What is your personal definition of sustainability?

Ideally, sustainability means everyone has equal access to all human needs, ranging from sanitation to shelter, clean water to justice. While I understand this is not achievable, how I tend to counter this argument is that this goal would definitely not be achievable if there weren’t individuals, like us, who tried. Every impact, regardless how big or small, allows society to take one step forward. Issues like climate change, civil wars, poor education all hinder global growth, and I believe that everyone who is privileged has a duty to make a conscious effort to improve the world’s many issues.


What role do you see sustainability playing in your professional career?

My end goal is to build an impact fund or impact consulting practice that specializes in projects for developing countries, ranging from infrastructure to healthcare. While I have been involved with non-profits throughout my entire life, my turning point was in second year, where I took a course called Economic Development. To summarize, we learned about the factors that hindered or promoted the economic growth of developing countries, and how they can differ from each other and developed countries. Learning cases about real life situations that real people were suffering through taught me perspective and privilege. Perspective, in the sense that I realized how minuscule some of my daily complaints were, and privilege, in the sense that I realized I could implement change in my community. In my career, I plan on spending my first few years building capital and skills through a traditional path, with the hope that I encounter like-minded individuals who are interested in the social impact space. However, throughout my traditional career, I plan on getting involved in sustainable activities within and beyond the workplace, and I believe that the Sustainability Certificate at Ivey is a perfect start.


What sustainability projects have you been engaged in?

For over a year, I volunteered 15 hours/week at AIESEC, the world’s largest youth-led non-profit organization.

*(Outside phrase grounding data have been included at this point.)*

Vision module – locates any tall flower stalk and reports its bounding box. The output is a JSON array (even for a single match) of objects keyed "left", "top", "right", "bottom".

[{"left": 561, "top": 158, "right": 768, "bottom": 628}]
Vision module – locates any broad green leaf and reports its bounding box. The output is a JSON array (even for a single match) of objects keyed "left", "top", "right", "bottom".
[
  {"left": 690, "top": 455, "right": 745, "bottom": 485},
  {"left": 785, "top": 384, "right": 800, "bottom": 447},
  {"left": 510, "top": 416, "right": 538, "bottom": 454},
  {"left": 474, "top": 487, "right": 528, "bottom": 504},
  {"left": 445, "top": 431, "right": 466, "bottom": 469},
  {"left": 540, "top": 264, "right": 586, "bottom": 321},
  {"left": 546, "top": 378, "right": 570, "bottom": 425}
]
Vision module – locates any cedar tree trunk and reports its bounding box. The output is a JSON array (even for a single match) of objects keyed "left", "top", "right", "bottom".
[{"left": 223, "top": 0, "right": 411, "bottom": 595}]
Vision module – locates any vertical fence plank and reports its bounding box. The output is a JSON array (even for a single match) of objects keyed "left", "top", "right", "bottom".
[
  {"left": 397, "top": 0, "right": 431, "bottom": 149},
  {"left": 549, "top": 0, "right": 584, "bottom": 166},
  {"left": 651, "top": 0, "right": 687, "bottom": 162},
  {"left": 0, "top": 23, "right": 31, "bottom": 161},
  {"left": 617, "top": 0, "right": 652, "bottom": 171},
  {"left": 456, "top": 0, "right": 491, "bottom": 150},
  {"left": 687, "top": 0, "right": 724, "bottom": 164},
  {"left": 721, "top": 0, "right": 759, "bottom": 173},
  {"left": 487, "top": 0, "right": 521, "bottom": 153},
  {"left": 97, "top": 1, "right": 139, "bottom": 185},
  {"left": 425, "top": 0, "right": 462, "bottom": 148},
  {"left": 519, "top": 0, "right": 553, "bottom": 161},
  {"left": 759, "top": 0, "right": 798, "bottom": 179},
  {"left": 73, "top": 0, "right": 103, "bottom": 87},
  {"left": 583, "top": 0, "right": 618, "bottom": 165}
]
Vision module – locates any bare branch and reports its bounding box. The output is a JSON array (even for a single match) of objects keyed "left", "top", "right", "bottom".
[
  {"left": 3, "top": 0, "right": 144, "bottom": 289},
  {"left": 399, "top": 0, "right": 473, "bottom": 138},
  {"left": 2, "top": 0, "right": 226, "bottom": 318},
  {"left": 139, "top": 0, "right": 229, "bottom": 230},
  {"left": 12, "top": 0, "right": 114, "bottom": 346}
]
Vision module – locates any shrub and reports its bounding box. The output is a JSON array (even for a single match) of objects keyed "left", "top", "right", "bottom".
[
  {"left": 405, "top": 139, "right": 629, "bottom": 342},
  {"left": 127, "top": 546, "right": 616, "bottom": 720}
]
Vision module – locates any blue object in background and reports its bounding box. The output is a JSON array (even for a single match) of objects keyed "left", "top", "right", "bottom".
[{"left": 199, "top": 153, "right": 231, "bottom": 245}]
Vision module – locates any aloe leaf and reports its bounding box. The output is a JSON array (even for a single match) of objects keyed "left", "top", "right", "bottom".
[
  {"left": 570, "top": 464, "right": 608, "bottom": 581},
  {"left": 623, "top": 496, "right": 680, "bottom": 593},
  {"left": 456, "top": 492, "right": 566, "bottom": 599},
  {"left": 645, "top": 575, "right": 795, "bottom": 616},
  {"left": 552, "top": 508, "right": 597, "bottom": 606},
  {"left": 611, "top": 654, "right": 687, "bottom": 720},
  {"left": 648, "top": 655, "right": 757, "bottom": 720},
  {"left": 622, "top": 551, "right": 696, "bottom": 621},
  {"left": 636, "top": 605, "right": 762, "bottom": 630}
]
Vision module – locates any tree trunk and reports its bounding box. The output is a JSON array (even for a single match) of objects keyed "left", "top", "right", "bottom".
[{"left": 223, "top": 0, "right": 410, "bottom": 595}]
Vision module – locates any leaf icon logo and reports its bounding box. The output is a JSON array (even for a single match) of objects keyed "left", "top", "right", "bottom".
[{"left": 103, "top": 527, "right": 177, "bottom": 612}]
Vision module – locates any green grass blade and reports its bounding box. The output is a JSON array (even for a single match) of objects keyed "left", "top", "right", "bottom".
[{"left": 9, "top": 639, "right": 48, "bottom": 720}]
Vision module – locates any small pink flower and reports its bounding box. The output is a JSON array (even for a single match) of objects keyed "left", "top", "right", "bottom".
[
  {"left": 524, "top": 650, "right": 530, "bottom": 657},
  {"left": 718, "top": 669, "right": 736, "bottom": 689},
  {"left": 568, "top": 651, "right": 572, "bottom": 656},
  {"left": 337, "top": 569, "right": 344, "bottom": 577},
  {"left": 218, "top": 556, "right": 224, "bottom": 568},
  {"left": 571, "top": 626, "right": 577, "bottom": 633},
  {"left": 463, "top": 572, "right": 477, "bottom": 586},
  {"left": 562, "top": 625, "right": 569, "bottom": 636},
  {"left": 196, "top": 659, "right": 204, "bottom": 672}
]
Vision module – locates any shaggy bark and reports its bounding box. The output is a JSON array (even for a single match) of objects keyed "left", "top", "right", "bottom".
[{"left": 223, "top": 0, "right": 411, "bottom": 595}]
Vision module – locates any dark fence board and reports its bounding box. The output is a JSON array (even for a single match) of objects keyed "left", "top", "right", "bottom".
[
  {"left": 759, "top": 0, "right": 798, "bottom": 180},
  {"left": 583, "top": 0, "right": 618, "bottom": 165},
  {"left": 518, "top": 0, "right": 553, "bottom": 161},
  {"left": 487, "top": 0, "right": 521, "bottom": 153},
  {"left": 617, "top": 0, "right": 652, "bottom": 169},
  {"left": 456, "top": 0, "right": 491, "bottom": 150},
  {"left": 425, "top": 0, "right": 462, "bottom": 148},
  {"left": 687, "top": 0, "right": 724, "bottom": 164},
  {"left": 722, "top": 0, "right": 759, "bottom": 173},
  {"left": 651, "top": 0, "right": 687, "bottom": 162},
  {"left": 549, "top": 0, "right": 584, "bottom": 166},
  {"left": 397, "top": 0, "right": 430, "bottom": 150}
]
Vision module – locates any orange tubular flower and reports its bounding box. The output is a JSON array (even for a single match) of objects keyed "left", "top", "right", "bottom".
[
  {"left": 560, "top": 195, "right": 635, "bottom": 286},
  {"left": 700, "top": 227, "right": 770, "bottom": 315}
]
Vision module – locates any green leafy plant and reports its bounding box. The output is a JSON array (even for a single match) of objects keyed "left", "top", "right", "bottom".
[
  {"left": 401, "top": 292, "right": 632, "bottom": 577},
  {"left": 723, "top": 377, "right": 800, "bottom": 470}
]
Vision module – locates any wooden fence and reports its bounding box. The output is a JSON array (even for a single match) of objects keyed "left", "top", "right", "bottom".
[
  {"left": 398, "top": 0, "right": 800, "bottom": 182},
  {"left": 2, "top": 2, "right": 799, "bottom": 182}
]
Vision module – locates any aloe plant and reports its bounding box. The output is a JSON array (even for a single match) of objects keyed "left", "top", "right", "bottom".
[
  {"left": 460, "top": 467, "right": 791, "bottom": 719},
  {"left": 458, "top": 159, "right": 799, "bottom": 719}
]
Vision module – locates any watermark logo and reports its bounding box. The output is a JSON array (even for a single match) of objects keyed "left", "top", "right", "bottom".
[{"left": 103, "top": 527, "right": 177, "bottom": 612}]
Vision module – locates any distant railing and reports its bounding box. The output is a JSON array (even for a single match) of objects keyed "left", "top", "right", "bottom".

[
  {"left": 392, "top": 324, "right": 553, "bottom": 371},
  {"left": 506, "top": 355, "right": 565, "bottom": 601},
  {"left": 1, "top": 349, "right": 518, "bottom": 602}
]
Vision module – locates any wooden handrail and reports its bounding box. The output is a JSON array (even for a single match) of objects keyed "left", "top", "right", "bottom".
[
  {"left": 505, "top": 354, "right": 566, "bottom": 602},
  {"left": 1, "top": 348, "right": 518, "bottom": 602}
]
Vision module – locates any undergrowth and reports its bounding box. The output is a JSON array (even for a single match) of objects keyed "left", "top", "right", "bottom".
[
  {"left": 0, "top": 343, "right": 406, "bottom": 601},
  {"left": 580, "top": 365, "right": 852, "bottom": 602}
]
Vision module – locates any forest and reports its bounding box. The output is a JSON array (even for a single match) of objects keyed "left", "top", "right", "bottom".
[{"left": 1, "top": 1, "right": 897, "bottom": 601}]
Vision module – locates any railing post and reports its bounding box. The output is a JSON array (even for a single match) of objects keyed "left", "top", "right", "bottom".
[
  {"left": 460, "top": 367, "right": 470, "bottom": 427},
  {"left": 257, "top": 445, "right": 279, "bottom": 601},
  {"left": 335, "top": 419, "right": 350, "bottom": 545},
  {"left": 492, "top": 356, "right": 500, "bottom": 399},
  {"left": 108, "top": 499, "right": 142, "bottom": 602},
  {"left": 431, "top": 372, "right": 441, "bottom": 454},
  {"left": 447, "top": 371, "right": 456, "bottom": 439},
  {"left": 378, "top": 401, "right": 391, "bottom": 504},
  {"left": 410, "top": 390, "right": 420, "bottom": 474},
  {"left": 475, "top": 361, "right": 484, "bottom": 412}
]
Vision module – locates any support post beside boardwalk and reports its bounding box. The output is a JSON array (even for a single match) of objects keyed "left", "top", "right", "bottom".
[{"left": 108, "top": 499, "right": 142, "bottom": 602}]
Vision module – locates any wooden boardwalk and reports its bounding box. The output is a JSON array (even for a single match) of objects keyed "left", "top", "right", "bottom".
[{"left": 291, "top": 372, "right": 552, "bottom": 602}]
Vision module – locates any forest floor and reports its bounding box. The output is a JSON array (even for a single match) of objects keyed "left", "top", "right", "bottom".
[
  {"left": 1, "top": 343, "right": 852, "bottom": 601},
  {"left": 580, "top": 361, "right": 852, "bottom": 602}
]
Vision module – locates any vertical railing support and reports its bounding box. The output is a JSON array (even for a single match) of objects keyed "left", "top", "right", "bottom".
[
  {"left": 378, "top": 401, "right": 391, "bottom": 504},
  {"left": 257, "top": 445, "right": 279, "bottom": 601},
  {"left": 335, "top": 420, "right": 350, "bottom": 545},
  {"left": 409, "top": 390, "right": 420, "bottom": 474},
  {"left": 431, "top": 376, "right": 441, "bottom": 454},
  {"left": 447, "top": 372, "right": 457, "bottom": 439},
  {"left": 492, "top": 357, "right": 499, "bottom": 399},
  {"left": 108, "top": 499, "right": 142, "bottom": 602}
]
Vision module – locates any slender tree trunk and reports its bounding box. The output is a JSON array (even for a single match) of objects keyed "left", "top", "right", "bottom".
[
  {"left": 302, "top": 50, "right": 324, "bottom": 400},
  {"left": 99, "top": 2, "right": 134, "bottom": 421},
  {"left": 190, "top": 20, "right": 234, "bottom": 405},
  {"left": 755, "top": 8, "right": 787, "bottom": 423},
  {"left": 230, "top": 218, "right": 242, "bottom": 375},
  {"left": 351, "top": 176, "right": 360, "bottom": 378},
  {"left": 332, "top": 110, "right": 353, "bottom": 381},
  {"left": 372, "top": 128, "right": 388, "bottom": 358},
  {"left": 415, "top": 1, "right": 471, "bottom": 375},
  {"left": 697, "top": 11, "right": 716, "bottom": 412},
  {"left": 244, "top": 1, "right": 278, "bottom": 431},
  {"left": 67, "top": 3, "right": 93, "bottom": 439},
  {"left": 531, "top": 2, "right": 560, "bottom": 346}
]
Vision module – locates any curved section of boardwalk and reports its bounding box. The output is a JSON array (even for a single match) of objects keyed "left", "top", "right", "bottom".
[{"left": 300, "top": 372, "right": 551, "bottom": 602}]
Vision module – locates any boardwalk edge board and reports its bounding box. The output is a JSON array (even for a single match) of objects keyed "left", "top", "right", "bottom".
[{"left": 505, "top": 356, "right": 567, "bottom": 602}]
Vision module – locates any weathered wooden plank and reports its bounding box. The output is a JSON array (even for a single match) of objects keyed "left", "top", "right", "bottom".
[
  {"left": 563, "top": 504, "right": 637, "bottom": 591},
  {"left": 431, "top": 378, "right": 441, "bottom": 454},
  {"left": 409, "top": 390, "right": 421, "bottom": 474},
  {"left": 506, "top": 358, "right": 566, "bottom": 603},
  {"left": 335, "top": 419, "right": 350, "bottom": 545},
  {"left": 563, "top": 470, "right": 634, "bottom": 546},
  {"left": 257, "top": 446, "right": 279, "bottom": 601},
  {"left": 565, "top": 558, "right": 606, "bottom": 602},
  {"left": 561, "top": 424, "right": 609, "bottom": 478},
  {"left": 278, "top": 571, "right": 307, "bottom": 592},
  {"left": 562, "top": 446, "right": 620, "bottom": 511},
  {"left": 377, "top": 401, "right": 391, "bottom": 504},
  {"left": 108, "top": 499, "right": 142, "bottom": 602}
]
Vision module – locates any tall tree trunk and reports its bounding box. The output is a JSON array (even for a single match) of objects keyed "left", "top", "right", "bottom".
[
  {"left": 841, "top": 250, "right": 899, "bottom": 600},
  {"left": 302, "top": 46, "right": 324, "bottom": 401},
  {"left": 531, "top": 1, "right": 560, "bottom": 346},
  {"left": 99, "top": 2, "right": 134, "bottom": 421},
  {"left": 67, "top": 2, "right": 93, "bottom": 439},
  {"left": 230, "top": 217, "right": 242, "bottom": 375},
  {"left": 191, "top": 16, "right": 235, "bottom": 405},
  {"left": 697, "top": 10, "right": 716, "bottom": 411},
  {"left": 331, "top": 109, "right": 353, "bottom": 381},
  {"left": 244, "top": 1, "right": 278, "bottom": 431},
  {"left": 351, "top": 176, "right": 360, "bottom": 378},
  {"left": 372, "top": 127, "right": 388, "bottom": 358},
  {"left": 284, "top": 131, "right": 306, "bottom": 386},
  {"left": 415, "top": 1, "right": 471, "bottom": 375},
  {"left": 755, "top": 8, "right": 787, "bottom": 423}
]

The main task of my role was to facilitate a professional exchange opportunity for graduate students who typically came from less developed countries. My personal turning moment was when a student from Tunisia continued to work past their exchange term, eventually bringing his wife to Canada to start a better life. The impact that my portfolio was able to have on these students is unlike any experience I’ve had before.

Further, this year, I became an advisor for the Western Management Club, specifically for the Boys and Girls Club charity. I am responsible for reviewing the work product of a student consulting team that is aiming to restructure an arm of the charity. This role has thoroughly increased my interest in the not-for-profit industry, and I hope I can continue my impact throughout my career.

I’ve been called a “dreamer” many times, but I am genuinely so curious about the good in the world and so passionate about dedicating my life to making change.